On the shorter end of the curve, U.S. two-year yields, which reflect interest rate expectations, were down 8.8 bps at 3.828% US2YT=RR. It was the largest one-day decline since late August. For March, though, two-year yields have climbed 45 bps, the biggest monthly increase since October 2024.
The rise in Treasuries extended after Federal Reserve Chair Jerome Powell said on Monday longer-run inflation expectations appear to be "well-anchored" despite soaring oil prices. He added that the central bank also tends to look through supply shocks.
That suggests the Fed is likely in no rush to cut or hike interest rates. In the last few weeks the rate futures market has started to price in a rate increase by the Fed as oil prices surged.
Powell said, however, the Fed would "certainly be mindful" of how sharply higher oil prices affect inflation, after inflation having been above the 2% target for so long.
"The Treasury market had been myopically focused on inflation over the last two months, and is now wondering, well if oil prices go far enough, the economy is going to recession," said Stan Shipley, fixed income strategist at Evercore ISI in New York. "And that's always good news for a rally in Treasuries."
A steep rally in oil prices - and the prospect of broader global inflation pressures - drove a broad surge in yields in the last few weeks. U.S. crude futures CLc1 have spiked more than 50% since the beginning of March, on pace for the biggest monthly gain since May 2020, which was the height of the COVID-19 pandemic.
FRUSTRATION BOILING OVER
Investors overall have become frustrated that the Middle East conflict is still raging and has seemingly broadened. War has been reignited between Israel and Hezbollah in Lebanon, where three U.N. peacekeepers from Indonesia were killed in two separate incidents.
At the same time, the Iran-aligned Yemeni Houthis became involved when they launched their first attacks on Israel.
U.S. President Donald Trump also warned Iran on Monday to open the Strait of Hormuz, a waterway used for shipping a fifth of global oil and liquefied natural gas, or risk U.S. attacks on its energy infrastructure.
But Iran remained defiant. "Our position is clear. We are under military aggression. Therefore, all our efforts and strength are focused on defending ourselves," Iranian Foreign Ministry spokesperson Esmaeil Baghaei told a press conference.
Jim Barnes, director of fixed income at Bryn Mawr Trust in Berwyn, Pennsylvania, said there did not seem to have been that much improvement in the conflict.
"Investors would have thought that the war being this far along, we would have been closer to a conclusion and it doesn't feel that way. That is allowing investors to start thinking through or start incorporating a longer-term view given the current events and that's what's weighing on yields," he said.

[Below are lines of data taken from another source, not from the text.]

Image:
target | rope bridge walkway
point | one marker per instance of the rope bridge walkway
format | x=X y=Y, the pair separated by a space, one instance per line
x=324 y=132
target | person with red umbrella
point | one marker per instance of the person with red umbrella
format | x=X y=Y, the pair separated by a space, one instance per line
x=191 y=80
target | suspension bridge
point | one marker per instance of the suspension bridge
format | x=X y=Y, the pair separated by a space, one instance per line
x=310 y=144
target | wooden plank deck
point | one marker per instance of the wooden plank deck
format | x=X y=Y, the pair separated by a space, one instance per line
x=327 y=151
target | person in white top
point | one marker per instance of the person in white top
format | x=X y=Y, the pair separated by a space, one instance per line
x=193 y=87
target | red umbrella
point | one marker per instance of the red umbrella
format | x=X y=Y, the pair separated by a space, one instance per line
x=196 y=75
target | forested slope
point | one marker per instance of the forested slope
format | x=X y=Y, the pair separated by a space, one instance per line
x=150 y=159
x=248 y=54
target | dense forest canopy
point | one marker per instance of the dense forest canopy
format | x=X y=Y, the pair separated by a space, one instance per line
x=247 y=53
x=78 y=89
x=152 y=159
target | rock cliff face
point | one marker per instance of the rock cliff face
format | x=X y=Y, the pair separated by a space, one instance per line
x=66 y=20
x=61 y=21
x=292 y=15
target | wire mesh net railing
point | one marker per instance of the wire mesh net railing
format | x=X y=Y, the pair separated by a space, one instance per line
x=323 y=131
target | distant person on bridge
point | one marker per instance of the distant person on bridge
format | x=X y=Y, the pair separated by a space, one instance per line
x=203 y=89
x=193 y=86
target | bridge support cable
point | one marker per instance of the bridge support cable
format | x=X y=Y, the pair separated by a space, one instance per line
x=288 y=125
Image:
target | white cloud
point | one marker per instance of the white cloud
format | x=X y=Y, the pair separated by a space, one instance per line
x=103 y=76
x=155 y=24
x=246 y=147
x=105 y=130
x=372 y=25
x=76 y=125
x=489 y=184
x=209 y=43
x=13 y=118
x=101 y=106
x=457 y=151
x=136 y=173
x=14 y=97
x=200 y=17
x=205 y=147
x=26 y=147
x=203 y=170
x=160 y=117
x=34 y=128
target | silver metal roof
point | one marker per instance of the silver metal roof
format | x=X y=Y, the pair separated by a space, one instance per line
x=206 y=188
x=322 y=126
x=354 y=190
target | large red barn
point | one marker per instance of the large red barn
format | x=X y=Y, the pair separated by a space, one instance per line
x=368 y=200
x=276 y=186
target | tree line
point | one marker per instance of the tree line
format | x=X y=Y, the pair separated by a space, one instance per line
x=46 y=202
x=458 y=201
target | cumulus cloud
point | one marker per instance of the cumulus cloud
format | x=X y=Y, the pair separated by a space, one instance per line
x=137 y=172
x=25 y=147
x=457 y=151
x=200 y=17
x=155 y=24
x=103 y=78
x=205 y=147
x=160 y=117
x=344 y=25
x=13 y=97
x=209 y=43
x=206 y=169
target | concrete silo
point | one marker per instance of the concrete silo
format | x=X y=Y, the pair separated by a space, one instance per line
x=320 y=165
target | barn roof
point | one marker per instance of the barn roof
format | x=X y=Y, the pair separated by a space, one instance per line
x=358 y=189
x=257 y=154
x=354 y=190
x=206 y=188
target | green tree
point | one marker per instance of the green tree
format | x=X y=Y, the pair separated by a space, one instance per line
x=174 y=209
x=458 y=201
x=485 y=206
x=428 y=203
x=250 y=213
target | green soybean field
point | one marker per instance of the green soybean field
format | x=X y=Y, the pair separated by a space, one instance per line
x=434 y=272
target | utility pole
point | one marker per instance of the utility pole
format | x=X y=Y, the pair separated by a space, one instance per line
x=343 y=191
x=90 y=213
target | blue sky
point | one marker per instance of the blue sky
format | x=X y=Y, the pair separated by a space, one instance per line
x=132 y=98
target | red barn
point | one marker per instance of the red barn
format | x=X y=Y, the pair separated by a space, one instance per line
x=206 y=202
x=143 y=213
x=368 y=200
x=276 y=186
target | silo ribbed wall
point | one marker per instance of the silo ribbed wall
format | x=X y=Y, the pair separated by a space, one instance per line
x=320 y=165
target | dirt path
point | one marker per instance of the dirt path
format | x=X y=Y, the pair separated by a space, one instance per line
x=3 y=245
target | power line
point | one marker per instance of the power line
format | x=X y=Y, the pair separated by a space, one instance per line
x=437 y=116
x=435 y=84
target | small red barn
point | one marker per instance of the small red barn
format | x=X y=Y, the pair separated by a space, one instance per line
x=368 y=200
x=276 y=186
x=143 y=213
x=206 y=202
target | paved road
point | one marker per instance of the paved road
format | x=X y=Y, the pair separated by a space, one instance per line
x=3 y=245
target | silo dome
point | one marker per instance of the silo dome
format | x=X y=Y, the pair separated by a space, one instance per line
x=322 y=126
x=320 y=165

U.S. 30-year yields dropped 8 bps to 4.902% US30YT=RR, on pace for the biggest daily pullback since February 12. But on a monthly basis, the long bond yield has risen 27 bps, the largest increase since December 2024.
The yield curve was largely unchanged from Friday, with the gap between two-year and 10-year yields at 51 bps US2US10=TWEB. Earlier in the global session, the curve steepened to 53.10 bps, the widest spread since March 17.
For now, long-term interest rates were modestly falling faster than short-term rates, as inflation expectations diminished slightly.
U.S. rate futures on Monday have priced out rate cuts for 2026 and reduced rate hike expectations this year as well. For 2026, rate futures are pricing in just 10 bps in hikes, down from 15 bps late last week.